Nella legislazione italiana è previsto un ammortizzatore sociale chiamato cassa integrazione. Si tratta di una prestazione a carattere economico che viene erogata direttamente dall’INPS.
È stata istituita per integrare o sostituire le entrate di tutti quei lavoratori che si trovano in condizioni precarie dal punto di vista economico a causa di una riduzione della loro attività lavorativa, oppure della sua sospensione per vari motivi.
Quali sono le tipologie di Cassa Integrazione
Nell’ultimo anno la cassa integrazione è diventata molto importante per una quantità davvero grande di lavoratori, perché l’emergenza covid ha costretto molte imprese a ricorrere a questo ammortizzatore per affrontare i periodi di chiusura previsti dai DPCM.
Ci sono tre categorie differenti che costituiscono la cassa integrazione, relative a differenti tipologie di impresa e di motivi di interruzione dell’attività: CIGO, CIGS, CIGD.
La Cassa Integrazione Guadagni Ordinaria è prevista per integrare e sostituire le entrate per i lavoratori la cui attività è stata sospesa o ridotta per eventi temporanei e non imputabili all’impresa o ai dipendenti. L’attivazione è prevista anche per casi specifici e imprevisti, includendo intemperie di stagione e situazioni transitorie di mercato.
La Cassa Integrazione Guadagni Straordinaria, invece, sostituisce o integra le entrate per i lavoratori che sono stati sospesi o messi in regime di orario ridotto in aziende con situazioni di sofferenza produttiva. Copre anche le imprese dove ci sono processi di riorganizzazione in corso o nel caso siamo stati stipulati i cosiddetti contratti di solidarietà.
Infine la Cassa Integrazione Guadagni in Deroga integra Il salario nelle imprese che non possono accedere agli strumenti ordinari, in quanto escluse originariamente da questa tutela o per esaurimento del periodo di fruizione di quella ordinaria.
La Cassa Integrazione Ordinaria
Viene corrisposta fino ad un massimo di 13 settimane continuative e si può prorogare trimestralmente fino a coprire un massimo di un anno, cioè 52 settimane.
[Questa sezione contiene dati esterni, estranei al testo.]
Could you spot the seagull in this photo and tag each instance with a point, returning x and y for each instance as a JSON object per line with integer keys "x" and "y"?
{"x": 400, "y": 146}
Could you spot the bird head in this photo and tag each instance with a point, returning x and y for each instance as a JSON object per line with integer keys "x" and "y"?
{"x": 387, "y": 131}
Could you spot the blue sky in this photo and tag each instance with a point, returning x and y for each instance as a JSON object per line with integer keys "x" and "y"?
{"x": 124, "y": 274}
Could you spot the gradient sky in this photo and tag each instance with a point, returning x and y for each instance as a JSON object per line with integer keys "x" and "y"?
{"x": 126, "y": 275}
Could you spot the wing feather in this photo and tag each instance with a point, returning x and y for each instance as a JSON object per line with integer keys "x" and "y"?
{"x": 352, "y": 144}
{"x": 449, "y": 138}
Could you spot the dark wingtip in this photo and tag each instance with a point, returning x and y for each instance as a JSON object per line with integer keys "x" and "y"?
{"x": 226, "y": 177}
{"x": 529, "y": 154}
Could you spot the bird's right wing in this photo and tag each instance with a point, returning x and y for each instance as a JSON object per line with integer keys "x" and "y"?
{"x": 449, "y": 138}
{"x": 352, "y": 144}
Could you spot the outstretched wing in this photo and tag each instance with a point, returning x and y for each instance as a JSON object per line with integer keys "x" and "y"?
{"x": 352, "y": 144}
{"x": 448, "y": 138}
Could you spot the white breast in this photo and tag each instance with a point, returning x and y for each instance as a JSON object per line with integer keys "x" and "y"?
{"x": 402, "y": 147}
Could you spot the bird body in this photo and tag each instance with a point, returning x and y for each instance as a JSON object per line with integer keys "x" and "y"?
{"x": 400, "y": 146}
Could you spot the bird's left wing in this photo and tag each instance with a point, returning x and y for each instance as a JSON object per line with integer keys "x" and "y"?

Il trattamento ordinario e quello straordinario per ognuna delle unità produttive non possono superare il massimo di 24 mesi in totale per quinquennio.
L’integrazione del salario è pari all’80% della retribuzione complessiva per il lavoratore per tutte le ore non lavorate, dalla zero al limite contrattuale. Il suo conteggio viene fatto considerando l’orario di ognuna delle settimane, indipendentemente dal periodo di paga.
La Cassa Integrazione Straordinaria
È destinata ai lavoratori subordinati, inclusi gli apprendisti. Sono invece esclusi dirigenti e lavoratori a domicilio alle dipendenze di aziende destinatarie della CIGS, con almeno 90 giorni di anzianità di lavoro effettivo al momento della presentazione della domanda.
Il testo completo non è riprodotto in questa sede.